Ok, I lied. I'm not happy. I'm not sitting on my sofa, eating chocolate, in my costume, forgetting all of my troubles. In fact, I'm in my room, fragments of Smartie shells filling the nooks and crannies of my teeth, tears streaming down my face, because I've realized a very simple, very obvious, fact of life; You can't escape your troubles, you can't hide away from essays, from unemployment, from education, from all of those big, shitty things that make up adulthood. Halloween is dead, my friends. It died with our childhoods, with our sense of wonderment, with our innocence   because you see, we're all growing up. We're all learning that life is just a colossal flood of work and responsibility, that we just can't run away from anymore. We can't just put on a mask, and escape the consequences of our actions anymore, because we're all supposed to be adults now. We don't have time for fun, frights, or frivolities. All we have time for is function, and I can't stand for that.

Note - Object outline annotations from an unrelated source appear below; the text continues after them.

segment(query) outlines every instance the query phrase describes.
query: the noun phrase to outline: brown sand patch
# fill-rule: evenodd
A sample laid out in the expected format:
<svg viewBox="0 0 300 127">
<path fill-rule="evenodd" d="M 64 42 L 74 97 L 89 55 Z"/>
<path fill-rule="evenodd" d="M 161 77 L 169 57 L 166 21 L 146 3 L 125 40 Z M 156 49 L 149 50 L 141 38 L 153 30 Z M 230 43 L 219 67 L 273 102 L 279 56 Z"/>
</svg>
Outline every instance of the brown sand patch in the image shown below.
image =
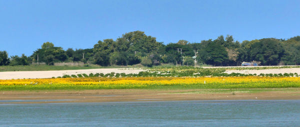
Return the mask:
<svg viewBox="0 0 300 127">
<path fill-rule="evenodd" d="M 227 90 L 228 89 L 223 89 Z M 258 89 L 250 89 L 258 90 Z M 198 90 L 61 90 L 40 91 L 1 91 L 2 100 L 46 100 L 66 101 L 16 102 L 5 103 L 89 103 L 108 102 L 165 101 L 183 100 L 298 100 L 300 99 L 300 88 L 260 89 L 262 92 L 238 90 L 235 91 Z M 252 91 L 249 92 L 249 91 Z"/>
</svg>

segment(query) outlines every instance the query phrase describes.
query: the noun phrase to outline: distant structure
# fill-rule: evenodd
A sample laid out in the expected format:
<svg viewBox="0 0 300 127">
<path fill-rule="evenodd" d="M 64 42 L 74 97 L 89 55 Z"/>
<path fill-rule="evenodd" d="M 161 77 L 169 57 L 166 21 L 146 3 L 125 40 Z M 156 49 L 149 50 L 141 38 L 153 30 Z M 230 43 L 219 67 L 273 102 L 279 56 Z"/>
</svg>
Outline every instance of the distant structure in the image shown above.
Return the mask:
<svg viewBox="0 0 300 127">
<path fill-rule="evenodd" d="M 253 61 L 251 62 L 242 62 L 242 66 L 259 66 L 260 64 L 260 62 Z"/>
</svg>

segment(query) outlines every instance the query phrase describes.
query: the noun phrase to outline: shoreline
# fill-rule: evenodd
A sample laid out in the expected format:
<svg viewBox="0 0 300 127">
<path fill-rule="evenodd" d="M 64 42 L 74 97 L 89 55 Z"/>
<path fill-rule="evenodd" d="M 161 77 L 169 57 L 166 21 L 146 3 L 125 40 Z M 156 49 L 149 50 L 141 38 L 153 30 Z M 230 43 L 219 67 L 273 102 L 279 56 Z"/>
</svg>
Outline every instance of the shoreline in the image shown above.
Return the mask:
<svg viewBox="0 0 300 127">
<path fill-rule="evenodd" d="M 2 91 L 0 92 L 0 104 L 300 99 L 299 88 Z"/>
</svg>

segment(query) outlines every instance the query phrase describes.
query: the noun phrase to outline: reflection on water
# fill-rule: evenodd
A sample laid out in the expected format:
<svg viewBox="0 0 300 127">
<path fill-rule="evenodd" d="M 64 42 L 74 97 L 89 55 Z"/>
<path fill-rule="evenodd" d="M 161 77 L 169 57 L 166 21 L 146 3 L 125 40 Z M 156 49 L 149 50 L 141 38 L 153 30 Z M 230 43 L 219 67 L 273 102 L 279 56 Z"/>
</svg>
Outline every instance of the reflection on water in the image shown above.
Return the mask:
<svg viewBox="0 0 300 127">
<path fill-rule="evenodd" d="M 4 127 L 296 127 L 300 100 L 0 105 Z"/>
</svg>

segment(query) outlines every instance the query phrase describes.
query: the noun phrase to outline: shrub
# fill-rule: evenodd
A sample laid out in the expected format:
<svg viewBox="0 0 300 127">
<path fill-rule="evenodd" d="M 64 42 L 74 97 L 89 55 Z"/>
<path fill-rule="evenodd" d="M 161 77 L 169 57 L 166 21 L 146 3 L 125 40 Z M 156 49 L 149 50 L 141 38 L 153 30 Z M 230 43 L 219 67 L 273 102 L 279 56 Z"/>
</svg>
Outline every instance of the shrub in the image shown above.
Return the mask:
<svg viewBox="0 0 300 127">
<path fill-rule="evenodd" d="M 77 74 L 77 76 L 78 76 L 78 77 L 79 77 L 79 78 L 82 78 L 82 77 L 84 77 L 82 76 L 82 74 Z"/>
<path fill-rule="evenodd" d="M 76 76 L 76 75 L 72 75 L 71 77 L 73 78 L 77 78 L 77 76 Z"/>
<path fill-rule="evenodd" d="M 100 76 L 100 77 L 104 77 L 104 74 L 101 73 L 99 74 L 99 76 Z"/>
<path fill-rule="evenodd" d="M 86 74 L 82 74 L 82 76 L 84 76 L 84 77 L 88 77 L 88 76 Z"/>
<path fill-rule="evenodd" d="M 152 61 L 148 58 L 144 58 L 142 60 L 140 64 L 144 66 L 152 67 Z"/>
<path fill-rule="evenodd" d="M 99 73 L 97 73 L 94 75 L 94 77 L 99 77 Z"/>
<path fill-rule="evenodd" d="M 64 76 L 62 76 L 62 77 L 63 78 L 70 78 L 71 77 L 70 75 L 64 75 Z"/>
<path fill-rule="evenodd" d="M 125 74 L 125 73 L 122 73 L 120 74 L 120 75 L 122 77 L 126 77 L 126 74 Z"/>
<path fill-rule="evenodd" d="M 90 74 L 88 75 L 88 77 L 94 77 L 94 74 L 92 73 L 90 73 Z"/>
</svg>

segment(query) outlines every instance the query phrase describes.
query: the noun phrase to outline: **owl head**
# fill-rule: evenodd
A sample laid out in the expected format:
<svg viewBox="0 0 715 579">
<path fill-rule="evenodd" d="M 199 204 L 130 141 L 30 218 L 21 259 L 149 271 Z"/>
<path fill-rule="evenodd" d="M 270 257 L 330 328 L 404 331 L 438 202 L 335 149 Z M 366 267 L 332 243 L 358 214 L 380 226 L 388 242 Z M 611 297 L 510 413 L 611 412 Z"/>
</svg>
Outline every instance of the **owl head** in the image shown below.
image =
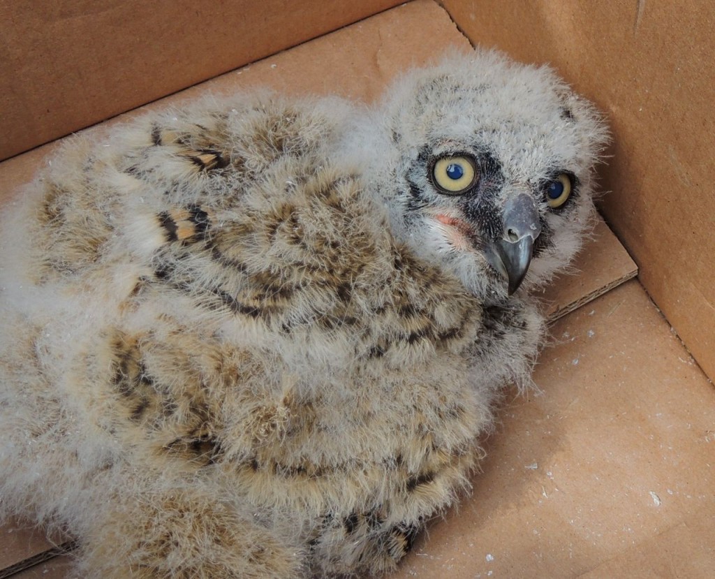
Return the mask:
<svg viewBox="0 0 715 579">
<path fill-rule="evenodd" d="M 387 93 L 364 143 L 394 235 L 485 299 L 566 267 L 593 214 L 607 132 L 550 69 L 450 55 Z"/>
</svg>

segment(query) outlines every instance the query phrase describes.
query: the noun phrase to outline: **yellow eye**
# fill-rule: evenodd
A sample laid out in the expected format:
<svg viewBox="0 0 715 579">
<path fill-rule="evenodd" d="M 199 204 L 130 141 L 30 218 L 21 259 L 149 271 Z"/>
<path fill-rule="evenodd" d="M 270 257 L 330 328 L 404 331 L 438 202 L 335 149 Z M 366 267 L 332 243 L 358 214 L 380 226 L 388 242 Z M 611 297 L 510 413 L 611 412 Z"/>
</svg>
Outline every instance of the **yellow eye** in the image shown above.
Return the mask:
<svg viewBox="0 0 715 579">
<path fill-rule="evenodd" d="M 546 202 L 551 209 L 558 209 L 571 194 L 571 179 L 566 173 L 561 173 L 546 185 Z"/>
<path fill-rule="evenodd" d="M 443 157 L 432 168 L 433 182 L 443 193 L 459 195 L 471 187 L 477 179 L 474 160 L 468 157 Z"/>
</svg>

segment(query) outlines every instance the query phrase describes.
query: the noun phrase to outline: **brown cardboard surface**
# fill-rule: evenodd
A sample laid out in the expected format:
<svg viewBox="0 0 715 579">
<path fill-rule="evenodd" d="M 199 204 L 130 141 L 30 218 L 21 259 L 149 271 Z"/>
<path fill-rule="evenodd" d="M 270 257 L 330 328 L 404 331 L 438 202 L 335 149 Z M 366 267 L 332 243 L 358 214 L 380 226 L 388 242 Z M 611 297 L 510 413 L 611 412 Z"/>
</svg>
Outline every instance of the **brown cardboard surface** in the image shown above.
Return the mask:
<svg viewBox="0 0 715 579">
<path fill-rule="evenodd" d="M 543 393 L 508 402 L 473 493 L 394 579 L 712 577 L 711 384 L 635 280 L 552 333 Z"/>
<path fill-rule="evenodd" d="M 573 312 L 637 274 L 631 256 L 599 219 L 568 274 L 558 276 L 541 292 L 548 320 Z"/>
<path fill-rule="evenodd" d="M 28 523 L 13 520 L 0 526 L 0 578 L 46 560 L 68 548 L 66 539 L 46 538 Z"/>
<path fill-rule="evenodd" d="M 442 0 L 477 44 L 551 62 L 613 132 L 602 210 L 715 377 L 715 4 Z"/>
<path fill-rule="evenodd" d="M 397 0 L 0 0 L 0 159 Z"/>
<path fill-rule="evenodd" d="M 66 579 L 71 576 L 69 557 L 55 557 L 12 575 L 12 579 Z"/>
</svg>

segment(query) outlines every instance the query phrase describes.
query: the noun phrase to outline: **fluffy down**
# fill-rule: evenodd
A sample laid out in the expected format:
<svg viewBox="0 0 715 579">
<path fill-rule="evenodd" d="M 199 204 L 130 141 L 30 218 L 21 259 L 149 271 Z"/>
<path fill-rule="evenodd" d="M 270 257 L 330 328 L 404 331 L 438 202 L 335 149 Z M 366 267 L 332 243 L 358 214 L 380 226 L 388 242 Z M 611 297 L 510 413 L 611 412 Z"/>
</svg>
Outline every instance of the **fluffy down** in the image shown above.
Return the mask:
<svg viewBox="0 0 715 579">
<path fill-rule="evenodd" d="M 528 383 L 528 290 L 578 248 L 605 139 L 548 69 L 448 64 L 373 109 L 240 95 L 67 142 L 0 226 L 0 514 L 76 537 L 81 577 L 395 567 Z M 468 213 L 426 172 L 456 150 L 495 164 L 493 211 L 536 199 L 511 296 L 476 225 L 434 219 Z"/>
</svg>

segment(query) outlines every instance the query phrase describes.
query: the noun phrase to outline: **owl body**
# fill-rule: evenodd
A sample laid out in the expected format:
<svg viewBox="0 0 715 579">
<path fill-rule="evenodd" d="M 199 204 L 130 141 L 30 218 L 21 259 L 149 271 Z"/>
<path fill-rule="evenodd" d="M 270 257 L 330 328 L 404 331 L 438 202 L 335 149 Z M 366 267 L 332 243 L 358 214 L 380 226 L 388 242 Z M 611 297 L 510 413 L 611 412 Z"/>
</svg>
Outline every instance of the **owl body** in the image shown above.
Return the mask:
<svg viewBox="0 0 715 579">
<path fill-rule="evenodd" d="M 393 568 L 528 381 L 528 290 L 604 138 L 478 53 L 373 109 L 254 94 L 74 139 L 3 224 L 2 510 L 77 537 L 81 576 Z"/>
</svg>

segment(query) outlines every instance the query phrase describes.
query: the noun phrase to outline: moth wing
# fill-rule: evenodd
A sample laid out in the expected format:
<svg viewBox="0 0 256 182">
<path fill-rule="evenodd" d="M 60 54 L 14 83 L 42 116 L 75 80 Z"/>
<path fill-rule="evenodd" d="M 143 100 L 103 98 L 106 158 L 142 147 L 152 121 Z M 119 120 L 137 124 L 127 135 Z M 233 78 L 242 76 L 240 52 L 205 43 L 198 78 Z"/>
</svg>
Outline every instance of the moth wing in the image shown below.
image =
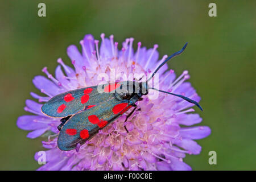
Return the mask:
<svg viewBox="0 0 256 182">
<path fill-rule="evenodd" d="M 42 107 L 42 111 L 51 117 L 65 117 L 98 105 L 107 100 L 112 99 L 114 94 L 110 93 L 121 84 L 100 85 L 104 91 L 98 92 L 98 86 L 88 87 L 61 93 L 51 98 Z"/>
<path fill-rule="evenodd" d="M 112 98 L 72 116 L 60 130 L 59 148 L 68 151 L 94 136 L 98 130 L 114 121 L 131 107 L 127 100 Z"/>
</svg>

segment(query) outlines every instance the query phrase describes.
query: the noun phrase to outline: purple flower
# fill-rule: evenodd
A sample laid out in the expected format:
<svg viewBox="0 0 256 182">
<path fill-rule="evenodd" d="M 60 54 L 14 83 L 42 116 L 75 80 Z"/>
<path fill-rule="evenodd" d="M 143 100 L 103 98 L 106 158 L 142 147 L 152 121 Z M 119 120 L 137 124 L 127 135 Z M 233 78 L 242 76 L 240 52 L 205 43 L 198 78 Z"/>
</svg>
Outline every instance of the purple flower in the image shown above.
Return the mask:
<svg viewBox="0 0 256 182">
<path fill-rule="evenodd" d="M 68 90 L 81 87 L 97 85 L 99 73 L 109 75 L 110 69 L 116 73 L 125 72 L 150 74 L 167 57 L 160 60 L 157 45 L 147 49 L 138 43 L 136 51 L 133 48 L 133 38 L 126 39 L 119 50 L 113 36 L 102 42 L 86 35 L 80 41 L 82 52 L 71 45 L 67 49 L 74 68 L 65 65 L 61 59 L 55 76 L 44 68 L 47 78 L 36 76 L 35 86 L 44 96 L 31 93 L 39 102 L 45 102 L 51 97 Z M 189 82 L 187 71 L 176 77 L 172 69 L 167 71 L 164 65 L 159 69 L 159 88 L 163 90 L 183 94 L 197 102 L 200 97 Z M 64 72 L 63 72 L 64 71 Z M 18 126 L 31 131 L 27 137 L 35 138 L 51 131 L 43 146 L 48 150 L 46 164 L 39 170 L 191 170 L 183 162 L 186 154 L 199 154 L 201 147 L 194 140 L 208 136 L 208 126 L 192 126 L 202 121 L 194 111 L 193 104 L 180 98 L 160 93 L 157 100 L 150 100 L 147 96 L 138 102 L 141 110 L 135 111 L 123 127 L 125 115 L 108 125 L 89 141 L 75 150 L 63 151 L 57 147 L 57 127 L 60 118 L 46 116 L 41 112 L 42 104 L 28 100 L 24 110 L 34 114 L 20 117 Z M 181 127 L 181 125 L 186 127 Z M 113 132 L 114 131 L 115 132 Z M 109 133 L 112 132 L 112 135 Z M 35 160 L 40 157 L 36 153 Z"/>
</svg>

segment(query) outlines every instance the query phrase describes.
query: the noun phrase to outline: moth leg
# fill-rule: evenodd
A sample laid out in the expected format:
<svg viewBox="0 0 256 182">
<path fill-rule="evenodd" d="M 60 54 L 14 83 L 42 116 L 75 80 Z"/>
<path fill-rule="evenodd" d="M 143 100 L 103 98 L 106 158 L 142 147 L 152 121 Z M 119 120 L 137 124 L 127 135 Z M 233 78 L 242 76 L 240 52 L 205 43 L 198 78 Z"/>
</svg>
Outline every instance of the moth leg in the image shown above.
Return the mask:
<svg viewBox="0 0 256 182">
<path fill-rule="evenodd" d="M 137 105 L 136 104 L 133 105 L 133 106 L 134 106 L 134 108 L 133 109 L 133 110 L 129 114 L 128 114 L 127 115 L 126 115 L 126 118 L 125 119 L 125 121 L 124 122 L 125 129 L 125 130 L 126 130 L 127 133 L 129 133 L 129 132 L 126 128 L 126 121 L 128 119 L 128 118 L 131 115 L 131 114 L 133 114 L 133 113 L 134 113 L 135 110 L 137 108 Z"/>
<path fill-rule="evenodd" d="M 59 131 L 60 131 L 61 130 L 62 127 L 67 122 L 67 121 L 69 119 L 69 118 L 71 117 L 71 115 L 68 115 L 65 118 L 63 118 L 61 119 L 60 119 L 60 122 L 61 122 L 60 125 L 58 126 L 57 129 Z"/>
</svg>

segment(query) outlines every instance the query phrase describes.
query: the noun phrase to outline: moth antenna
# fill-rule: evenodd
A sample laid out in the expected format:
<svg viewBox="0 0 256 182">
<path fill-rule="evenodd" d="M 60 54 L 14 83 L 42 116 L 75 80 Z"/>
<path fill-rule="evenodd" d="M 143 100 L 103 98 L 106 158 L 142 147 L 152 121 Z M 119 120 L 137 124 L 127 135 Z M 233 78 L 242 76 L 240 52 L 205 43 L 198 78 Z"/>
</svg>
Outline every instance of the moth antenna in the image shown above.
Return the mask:
<svg viewBox="0 0 256 182">
<path fill-rule="evenodd" d="M 196 102 L 196 101 L 194 101 L 194 100 L 192 100 L 190 99 L 189 98 L 188 98 L 188 97 L 185 97 L 185 96 L 182 96 L 182 95 L 176 94 L 173 93 L 171 93 L 171 92 L 166 92 L 166 91 L 163 91 L 163 90 L 158 90 L 158 89 L 156 89 L 156 88 L 150 88 L 149 89 L 152 89 L 152 90 L 157 90 L 157 91 L 161 92 L 163 92 L 163 93 L 168 93 L 168 94 L 171 94 L 171 95 L 173 95 L 173 96 L 177 96 L 177 97 L 180 97 L 180 98 L 184 99 L 184 100 L 188 101 L 188 102 L 190 102 L 190 103 L 192 103 L 192 104 L 195 104 L 195 105 L 196 105 L 196 106 L 197 106 L 201 111 L 203 111 L 203 108 L 202 108 L 202 107 L 201 107 L 201 106 L 199 105 L 199 104 L 198 104 L 197 102 Z"/>
<path fill-rule="evenodd" d="M 183 46 L 183 47 L 181 49 L 180 49 L 180 51 L 177 51 L 176 52 L 175 52 L 175 53 L 171 55 L 171 56 L 170 56 L 169 57 L 168 57 L 163 62 L 163 63 L 162 63 L 156 69 L 154 72 L 153 74 L 151 75 L 151 76 L 150 76 L 150 77 L 147 80 L 147 81 L 150 81 L 150 80 L 152 79 L 152 78 L 154 77 L 154 76 L 155 75 L 155 74 L 158 71 L 158 70 L 162 67 L 164 65 L 164 64 L 166 64 L 168 61 L 169 61 L 170 59 L 171 59 L 172 58 L 175 57 L 176 56 L 177 56 L 180 54 L 181 54 L 184 50 L 185 50 L 187 45 L 188 45 L 188 43 L 187 42 L 185 45 Z"/>
</svg>

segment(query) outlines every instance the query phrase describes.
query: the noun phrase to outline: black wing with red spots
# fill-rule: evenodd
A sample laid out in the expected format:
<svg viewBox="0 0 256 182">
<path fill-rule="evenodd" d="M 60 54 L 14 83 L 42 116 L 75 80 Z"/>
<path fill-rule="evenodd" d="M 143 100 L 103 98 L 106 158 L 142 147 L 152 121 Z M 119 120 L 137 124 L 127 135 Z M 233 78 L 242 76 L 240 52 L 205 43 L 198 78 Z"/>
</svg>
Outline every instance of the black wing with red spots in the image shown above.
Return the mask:
<svg viewBox="0 0 256 182">
<path fill-rule="evenodd" d="M 42 111 L 51 117 L 65 117 L 95 106 L 102 102 L 113 99 L 110 92 L 121 84 L 101 85 L 103 93 L 99 93 L 97 86 L 67 92 L 52 98 L 42 107 Z"/>
</svg>

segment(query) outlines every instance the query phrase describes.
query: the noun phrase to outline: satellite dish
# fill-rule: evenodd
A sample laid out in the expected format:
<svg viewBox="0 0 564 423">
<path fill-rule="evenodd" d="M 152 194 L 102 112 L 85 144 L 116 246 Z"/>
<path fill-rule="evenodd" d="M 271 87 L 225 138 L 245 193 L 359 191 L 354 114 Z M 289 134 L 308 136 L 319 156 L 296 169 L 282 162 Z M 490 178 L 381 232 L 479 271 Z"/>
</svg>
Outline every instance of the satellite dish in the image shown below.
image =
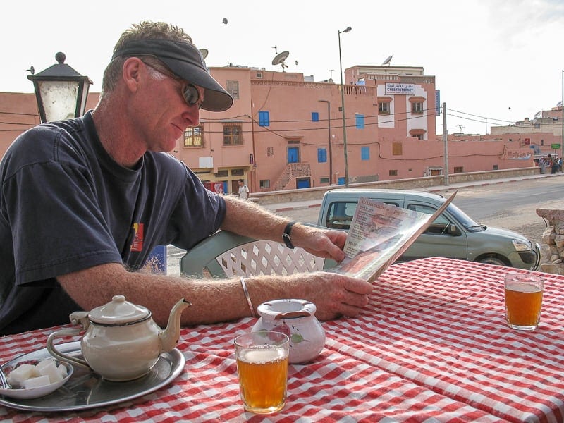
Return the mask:
<svg viewBox="0 0 564 423">
<path fill-rule="evenodd" d="M 284 61 L 290 55 L 290 51 L 282 51 L 276 54 L 276 57 L 272 59 L 272 64 L 275 66 L 276 65 L 282 65 L 282 72 L 284 71 L 284 68 L 288 68 L 288 65 L 284 64 Z"/>
</svg>

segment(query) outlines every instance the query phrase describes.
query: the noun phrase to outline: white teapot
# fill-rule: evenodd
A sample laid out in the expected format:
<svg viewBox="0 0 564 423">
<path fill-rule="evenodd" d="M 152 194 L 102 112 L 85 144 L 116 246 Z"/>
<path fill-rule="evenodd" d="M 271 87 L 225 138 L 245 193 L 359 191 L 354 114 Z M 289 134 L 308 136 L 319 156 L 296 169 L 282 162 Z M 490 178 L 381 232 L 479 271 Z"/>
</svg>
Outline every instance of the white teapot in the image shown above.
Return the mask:
<svg viewBox="0 0 564 423">
<path fill-rule="evenodd" d="M 172 350 L 178 342 L 180 315 L 191 304 L 184 298 L 173 307 L 165 330 L 161 330 L 147 308 L 114 295 L 111 301 L 90 312 L 75 312 L 70 316 L 81 329 L 62 329 L 47 338 L 49 353 L 64 361 L 90 367 L 109 381 L 135 379 L 149 372 L 162 352 Z M 80 341 L 84 360 L 64 354 L 55 348 L 56 338 L 86 333 Z"/>
</svg>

I know that right now, I should be doing homework, trying to write my first paragraph for Lit Studies, or maybe my as-of-now-late review for Drama. I should get started on my essay for English, as well as my three plot summaries for that very same subject. I should be doing my Physics homework, or my Media Studies homework, or studying for the DECA test tomorrow. I should be searching for a university, or a job. I should be reading Bloom and Campbell, Eco and Frye. I should be writing a short story, a novella, a book. I should, I should, I should, but I can't. I can't, because I am sitting in my room, out of my costume, out of my mind, writing to the invisible Internet people, in order to stave off a bout with a depression I didn't even know I had. So, this is what it feels like to be too sad to be productive.

Everything is just piling up, now. "Oh, Kyle," I'm sure they'll say, "You're just being a pessimist. You can still complete your work, all you need to do is set goals, mark specific time periods during which you will do your homework, and have a schedule." These people do not know me, they do not know what it is like to be me, to have a brain that refuses to cooperate with the rest of you. They do not understand what it means to procrastinate to the point where nothing ever gets done. Ever.

Or, maybe they do. Maybe, I'm lying to myself. Maybe, I can get out of this hole. Maybe I can still fix everything. Maybe, instead of complaining about the lack of time, I simply need to make some goddamn time. After all, when you live on a dead end street, you get a lot of free time.